Alors aujourd'hui, quand je fais le point, quand je me retourne un peu, je me rends compte que j'en ai laissés, des ami(e)s. Pas abandonnés, d'un coup, d'un seul. Mais perdus de vue. Et maintenant ?


Et maintenant Bourdieu me fait chier. Et pour cause, il avait raison avec sa stratégie matrimoniale. Et on peut l'appliquer à ses ami(e)s. Je me rends compte en effet que mes ami(e)s appartiennent à ma « classe sociale ». A savoir qu'ils ont presque toutes et tous été à l'université. Qu'ils ont presque toutes et tous un Bac + quelque chose. C'est malheureux à dire, à écrire, mais mes ami(e)s sont restés mes ami(e)s car ils ont fait des études.

Alors non, je n'ai pas « abandonné » mes anciens ami(e)s parce que ceux-ci ont arrêté les études. Mais je me suis peu à peu éloigné d'eux car nous n'avions plus assez de choses en commun, plus les mêmes conversations, plus les mêmes centres d'intérêt. Nous nous sommes éloignés parce que nous n'avions pas les mêmes délires.
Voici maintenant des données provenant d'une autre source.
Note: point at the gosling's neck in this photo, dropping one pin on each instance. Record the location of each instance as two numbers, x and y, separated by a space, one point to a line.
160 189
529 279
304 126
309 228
Quand je repense à mes ami(e)s du football, avec qui j'ai passé tant de moments dans ma jeunesse, je me dis que nous n'avions que le football... Au départ, c'était facile : le collège, le lycée, nos vies diffèrent peu. J'habite dans un village, toi dans un autre, mais nous nous ressemblons. Les choses ont considérablement changé avec l'université, avec Erasmus et pire encore avec la fin du football pour moi. A partir de ce moment-là, nous ne nous ressemblions plus, nous n'avions plus ces choses en commun. N'y voyez pas là des arguments de quelqu'un qui se croit supérieur ou autre chose, cela s'étant fait de manière totalement inconsciente. Et pour cause, je ne saurais même pas dire quand j'ai cessé de vous côtoyer. Pas de bagarre ou de prise de tête, ça s'est simplement fait petit à petit.


Alors maintenant, lorsque je vous revois, j'ai le sourire. Et quand je vous présente à la demoiselle, je le dis avec une pointe de nostalgie dans la voix : « c'est lui dont je t'ai déjà parlé ». Et pour cause, mes anciens amis restent mes beaux souvenirs. Et le temps ne les changera pas.